There is, of course, devastation galore. Homes and buildings are gone forever. Debris is everywhere. The blackened hulks of cars sit dead on the road and the homeless camp out in deserted buildings, dazed looks on their faces. The war came up the coast road, from the Israeli border on the south to Beirut on the north, and everywhere it went it took buildings and walls, orchids and schools, and, of course, many lives.

But just how many lives is still a matter of dispute. It could be that among the missing of this war are some or many of the dead originally claimed by the PLO and Lebanese authorities. What you can see with your eye is that there has been no carpet bombing and little indiscriminate destruction. What there is is more than enough. Still, these things are hard to judge and the eye can see only so far. The destruction of West Beirut lies beyond the haze and some of the former PLO camps are still off limits to the press. One, Ein Hilwe, was, in the words of The Jerusalem Post, "totally reduced to rubble" after the Israelis dropped leaflets warning the residents to flee. Just how many stayed is anyone's guess. Already some of the damage is gone. Mounds of rubble mark the places where buildings stood and it is impossible from looking at them to tell if they were schools or houses or high-rises--or, for that matter, how many people might have been in them. By now the bodies are buried and the wounded have made their way to hospitals and from there to their homes.

But at Dr.

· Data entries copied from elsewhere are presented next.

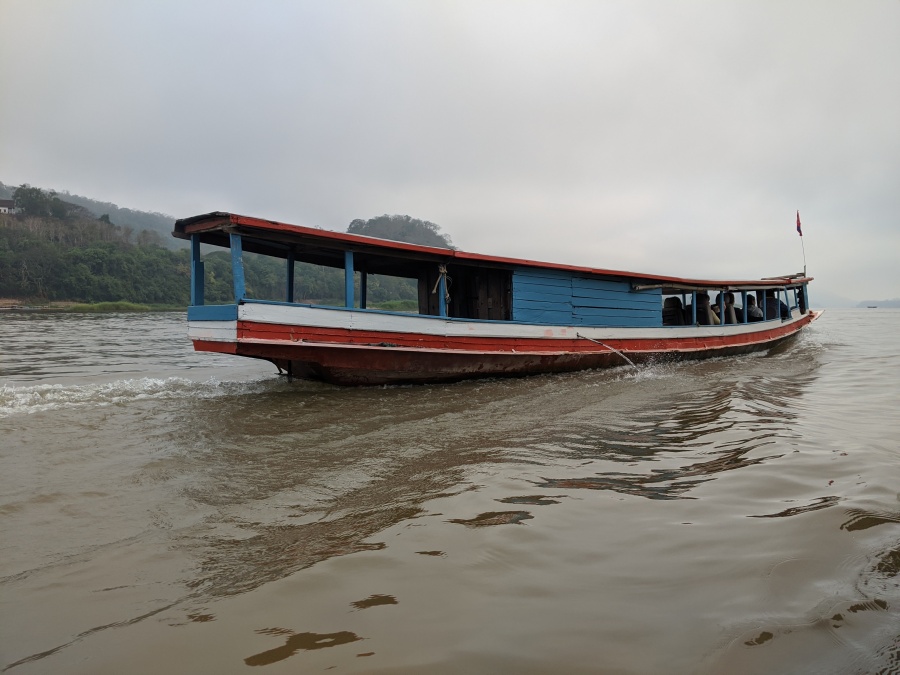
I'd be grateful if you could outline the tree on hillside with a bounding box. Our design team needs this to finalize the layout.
[347,214,456,248]
[13,183,50,217]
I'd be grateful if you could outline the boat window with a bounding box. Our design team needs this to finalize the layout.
[662,295,688,326]
[442,265,512,321]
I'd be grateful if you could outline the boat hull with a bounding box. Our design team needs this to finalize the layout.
[190,304,820,386]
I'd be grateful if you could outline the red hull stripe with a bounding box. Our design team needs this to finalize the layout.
[234,316,812,354]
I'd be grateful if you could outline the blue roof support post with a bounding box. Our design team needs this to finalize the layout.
[284,252,294,302]
[230,232,247,304]
[438,274,447,316]
[191,234,205,307]
[359,270,369,309]
[344,251,355,309]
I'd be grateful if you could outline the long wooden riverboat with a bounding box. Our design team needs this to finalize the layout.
[173,212,820,385]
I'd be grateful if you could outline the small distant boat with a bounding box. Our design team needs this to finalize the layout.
[173,212,821,385]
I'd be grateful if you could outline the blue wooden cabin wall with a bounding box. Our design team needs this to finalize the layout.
[512,270,662,328]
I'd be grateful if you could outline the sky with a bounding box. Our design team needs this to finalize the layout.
[0,0,900,301]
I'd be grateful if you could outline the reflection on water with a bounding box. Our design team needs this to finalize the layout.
[244,628,363,666]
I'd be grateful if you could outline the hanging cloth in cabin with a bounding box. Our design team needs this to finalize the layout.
[431,265,453,305]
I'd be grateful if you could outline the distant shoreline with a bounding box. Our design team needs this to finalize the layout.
[0,299,187,314]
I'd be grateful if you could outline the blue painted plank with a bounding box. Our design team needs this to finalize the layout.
[572,295,662,312]
[572,277,631,293]
[513,289,572,303]
[231,233,247,302]
[574,316,662,328]
[188,305,237,321]
[513,270,572,288]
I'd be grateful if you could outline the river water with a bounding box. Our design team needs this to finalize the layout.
[0,309,900,675]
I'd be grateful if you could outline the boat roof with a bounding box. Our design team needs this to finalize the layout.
[172,211,812,293]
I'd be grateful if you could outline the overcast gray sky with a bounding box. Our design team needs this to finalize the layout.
[0,0,900,300]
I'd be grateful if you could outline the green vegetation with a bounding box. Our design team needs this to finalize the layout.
[0,184,452,312]
[347,214,455,248]
[65,302,155,313]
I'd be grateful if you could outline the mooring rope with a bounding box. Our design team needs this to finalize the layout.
[575,333,637,369]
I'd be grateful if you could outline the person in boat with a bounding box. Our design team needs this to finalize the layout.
[685,291,721,326]
[766,290,791,321]
[713,291,740,323]
[747,295,763,321]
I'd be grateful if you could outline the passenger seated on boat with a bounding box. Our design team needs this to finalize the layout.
[766,290,791,321]
[747,295,763,321]
[663,296,684,326]
[713,291,740,323]
[697,293,720,326]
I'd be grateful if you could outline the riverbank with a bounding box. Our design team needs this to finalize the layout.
[0,298,185,313]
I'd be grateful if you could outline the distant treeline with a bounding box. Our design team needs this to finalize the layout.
[0,183,178,248]
[0,189,449,306]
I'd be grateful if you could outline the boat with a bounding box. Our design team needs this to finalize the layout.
[173,212,821,386]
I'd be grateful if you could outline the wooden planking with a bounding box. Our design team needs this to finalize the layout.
[513,270,662,327]
[188,305,237,321]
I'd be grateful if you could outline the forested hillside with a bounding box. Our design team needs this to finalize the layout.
[0,186,449,307]
[0,183,179,249]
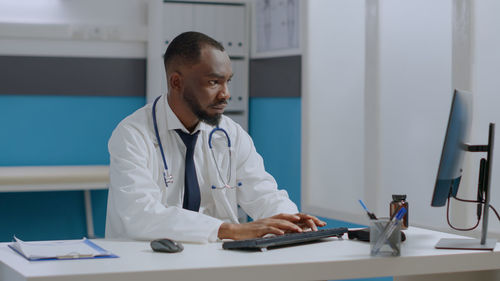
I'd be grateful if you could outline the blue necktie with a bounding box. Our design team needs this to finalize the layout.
[175,129,201,212]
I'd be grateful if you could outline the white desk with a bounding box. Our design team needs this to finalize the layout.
[0,165,109,238]
[0,228,500,281]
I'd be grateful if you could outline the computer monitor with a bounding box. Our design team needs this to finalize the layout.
[431,90,496,250]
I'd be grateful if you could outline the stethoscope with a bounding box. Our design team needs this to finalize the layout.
[153,96,242,189]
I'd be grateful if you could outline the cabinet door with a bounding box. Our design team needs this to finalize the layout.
[226,59,248,112]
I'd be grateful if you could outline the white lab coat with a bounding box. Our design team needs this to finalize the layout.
[106,95,298,243]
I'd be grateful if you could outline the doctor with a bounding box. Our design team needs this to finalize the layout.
[106,32,325,243]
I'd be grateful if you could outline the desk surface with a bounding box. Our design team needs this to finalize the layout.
[0,228,500,281]
[0,165,109,192]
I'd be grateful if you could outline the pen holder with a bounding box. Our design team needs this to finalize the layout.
[370,218,401,256]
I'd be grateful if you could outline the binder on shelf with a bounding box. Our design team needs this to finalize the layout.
[8,236,118,261]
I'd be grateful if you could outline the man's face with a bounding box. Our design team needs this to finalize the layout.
[182,46,233,126]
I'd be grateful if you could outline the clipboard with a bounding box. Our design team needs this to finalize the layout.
[8,236,118,261]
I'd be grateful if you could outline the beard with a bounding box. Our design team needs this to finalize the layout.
[183,88,227,126]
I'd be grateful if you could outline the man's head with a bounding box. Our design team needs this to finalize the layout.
[164,32,233,129]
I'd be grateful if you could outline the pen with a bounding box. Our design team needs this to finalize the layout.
[371,207,406,256]
[358,199,377,220]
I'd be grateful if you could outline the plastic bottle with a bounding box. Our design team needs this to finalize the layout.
[389,194,409,229]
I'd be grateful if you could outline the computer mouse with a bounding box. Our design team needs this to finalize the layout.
[150,238,184,253]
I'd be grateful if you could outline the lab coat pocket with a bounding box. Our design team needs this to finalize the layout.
[212,188,238,223]
[210,137,238,223]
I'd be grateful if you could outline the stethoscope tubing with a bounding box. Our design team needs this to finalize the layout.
[152,96,242,189]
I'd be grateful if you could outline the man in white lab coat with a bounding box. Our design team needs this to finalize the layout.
[106,32,325,242]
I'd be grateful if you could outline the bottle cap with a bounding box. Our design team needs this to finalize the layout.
[392,194,406,201]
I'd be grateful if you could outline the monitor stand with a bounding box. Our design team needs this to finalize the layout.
[435,238,497,251]
[435,123,497,251]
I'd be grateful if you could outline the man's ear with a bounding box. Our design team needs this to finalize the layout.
[168,71,184,91]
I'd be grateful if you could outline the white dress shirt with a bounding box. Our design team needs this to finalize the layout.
[106,95,298,243]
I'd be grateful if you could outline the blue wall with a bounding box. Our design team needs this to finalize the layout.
[0,95,145,242]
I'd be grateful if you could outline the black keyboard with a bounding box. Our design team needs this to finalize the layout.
[222,227,347,251]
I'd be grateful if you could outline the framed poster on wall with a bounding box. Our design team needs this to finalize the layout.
[251,0,301,58]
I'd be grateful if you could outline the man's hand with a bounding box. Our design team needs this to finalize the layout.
[218,213,326,240]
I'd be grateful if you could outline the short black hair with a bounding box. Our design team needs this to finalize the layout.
[163,31,224,71]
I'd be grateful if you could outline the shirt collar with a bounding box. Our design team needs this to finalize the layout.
[163,95,214,133]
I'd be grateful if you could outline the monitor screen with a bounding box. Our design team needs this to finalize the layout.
[431,90,472,207]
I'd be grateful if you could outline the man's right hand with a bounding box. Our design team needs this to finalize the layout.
[218,214,302,240]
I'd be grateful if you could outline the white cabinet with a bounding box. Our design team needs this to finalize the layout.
[147,1,250,129]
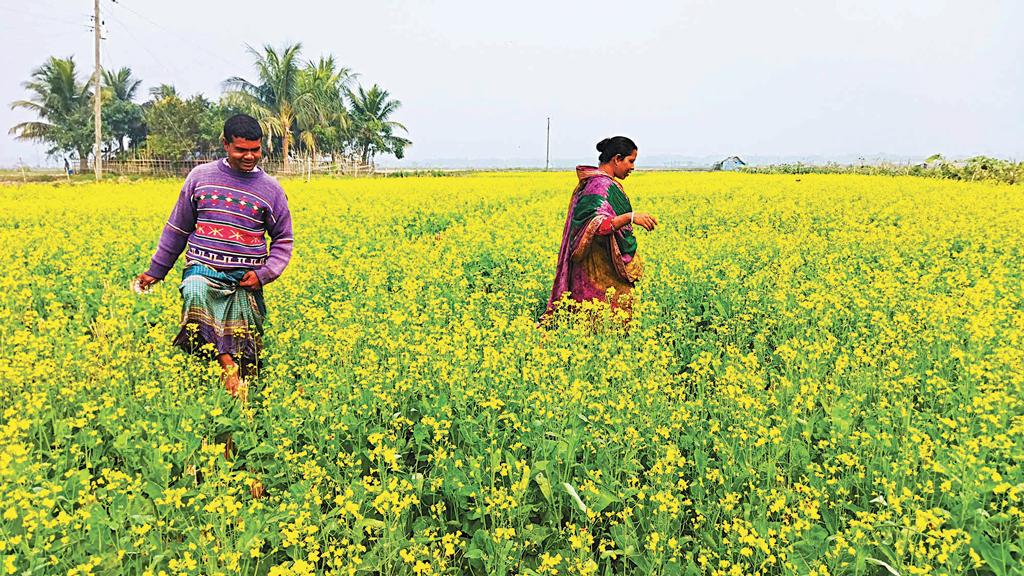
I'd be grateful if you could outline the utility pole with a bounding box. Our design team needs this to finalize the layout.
[92,0,103,180]
[544,116,551,172]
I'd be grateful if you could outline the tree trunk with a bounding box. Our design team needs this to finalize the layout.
[281,131,292,173]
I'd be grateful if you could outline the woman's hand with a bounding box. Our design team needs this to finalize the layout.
[135,272,160,292]
[239,271,260,290]
[633,212,657,231]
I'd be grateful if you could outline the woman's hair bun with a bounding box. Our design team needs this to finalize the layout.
[597,136,637,164]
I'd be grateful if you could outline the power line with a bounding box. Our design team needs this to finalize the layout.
[100,0,181,77]
[110,0,238,67]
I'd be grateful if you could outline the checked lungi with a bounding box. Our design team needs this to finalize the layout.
[174,262,266,364]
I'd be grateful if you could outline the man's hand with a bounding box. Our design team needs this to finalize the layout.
[239,271,261,290]
[633,212,657,231]
[135,272,160,292]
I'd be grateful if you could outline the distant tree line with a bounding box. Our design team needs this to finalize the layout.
[9,44,412,171]
[740,154,1024,184]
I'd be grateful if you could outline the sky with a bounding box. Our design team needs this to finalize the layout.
[0,0,1024,167]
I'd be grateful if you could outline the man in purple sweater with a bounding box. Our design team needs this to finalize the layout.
[136,114,292,396]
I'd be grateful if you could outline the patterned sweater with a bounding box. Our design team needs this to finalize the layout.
[146,159,293,285]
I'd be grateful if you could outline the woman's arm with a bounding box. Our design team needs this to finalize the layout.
[597,212,657,236]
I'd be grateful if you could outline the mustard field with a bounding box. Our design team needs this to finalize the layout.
[0,172,1024,576]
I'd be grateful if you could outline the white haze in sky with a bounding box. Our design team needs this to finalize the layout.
[0,0,1024,167]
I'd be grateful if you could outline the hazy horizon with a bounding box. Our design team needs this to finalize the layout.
[0,0,1024,167]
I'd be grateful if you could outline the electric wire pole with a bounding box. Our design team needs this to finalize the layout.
[92,0,103,180]
[544,116,551,172]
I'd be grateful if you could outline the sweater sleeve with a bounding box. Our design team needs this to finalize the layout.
[146,174,198,280]
[256,184,294,286]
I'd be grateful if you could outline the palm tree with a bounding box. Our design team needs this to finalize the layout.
[348,84,413,163]
[102,68,145,154]
[297,55,357,159]
[103,67,142,102]
[8,56,93,172]
[224,43,323,172]
[150,84,181,100]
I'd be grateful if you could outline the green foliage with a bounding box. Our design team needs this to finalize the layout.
[9,56,93,171]
[742,154,1024,184]
[145,94,224,160]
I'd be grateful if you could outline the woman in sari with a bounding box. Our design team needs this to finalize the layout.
[544,136,657,317]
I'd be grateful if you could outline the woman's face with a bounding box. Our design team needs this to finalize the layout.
[611,150,637,179]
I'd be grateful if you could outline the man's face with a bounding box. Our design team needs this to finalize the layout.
[223,136,263,172]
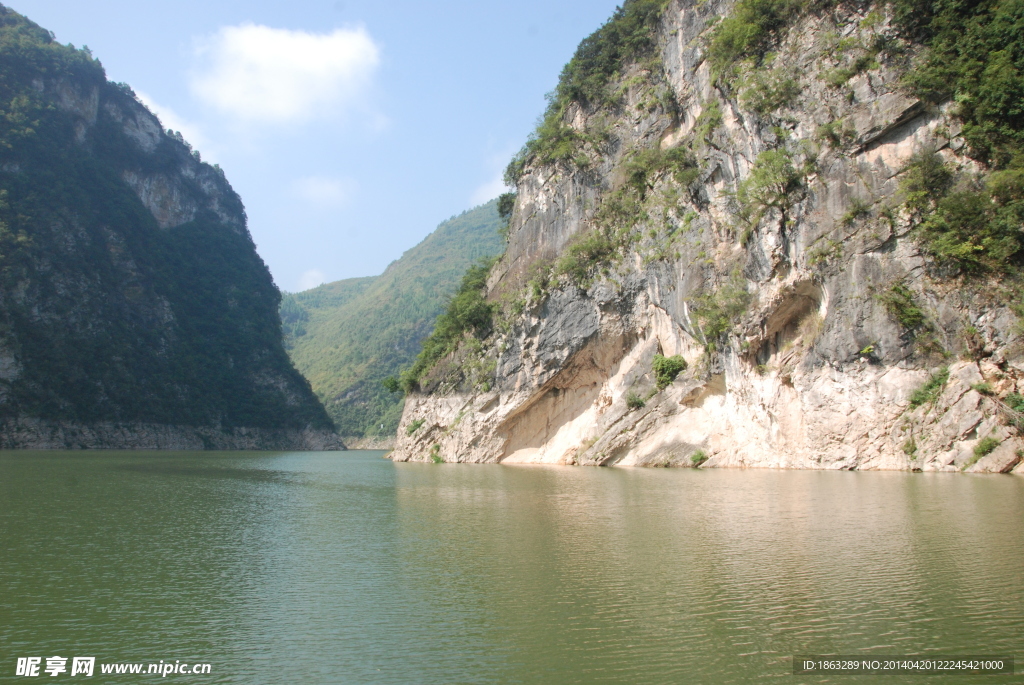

Hammoud's hospital in Sidon, a seven story, starkly modern building, the administrator, Salim Mamlouk, provided approximately the same figures for dead and wounded that the Israelis did. Mamlouk speaks precisely. There were not more than 500 dead in the entire area, he said. The Israelis said 300, but neither figure is awfully high. The fighting was fierce here and parts of the town no longer exist, but the killing was not, it seems, indiscriminate.

In Tyre, the story was much the same. There, the local agricultural officer, Ibrahin Farhuri, entertained the Israelis with endless cups of coffee and tales of the PLO occupation. His home is still without electricity, his television set had taken a possible mortal shrapnel wound to the speaker and the walls of his home have been chipped and pockmarked by bullets. He had the high honor of hosting a firefight, but he is cheerful about it all--friendly to the Israelis, optimistic about the future.

We travel with an Israeli escort officer and so absolute candor is probably not possible. Still, there are things you can see with your eyes. One thing is that the Lebanese are friendly towards the Israelis. They wave to them, smile at them, sometimes offer them free food. Israeli soldiers walk among the Lebanese either alone or in twos. There seems to be no tension. Maybe this is the prudent behavior of people who have lived through eight years of civil war, and underneath their emotions tell a different story. It is impossible to tell. In the end, it is probably silly as well as futile to play the numbers game. The Israelis are not the world's most evil people, nor are they saints. The Lebanese countryside is witness to the fact that war was conducted here and the swath of destruction that runs up the coast to Beirut is evidence enough that many civilians died--some by bombs, some by artillery, some by small arms fire and some, like in Tyre, because they took refuge in a building next to a gas tank.

But while the world debates the numbers of dead, the war continues. Daily, bombs and artillery rain on Beirut. Daily, the Israelis lose more and more men. Every day Lebanon bleeds some more from a fight that is not its own. Just how many died will always be disputed. Probably it is more than the Israelis say, clearly fewer than the PLO claim, but certainly, if you question the wisdom and the extent of the war, many more than had to. At any rate the Middle East rewards patience. Pick a number--and wait.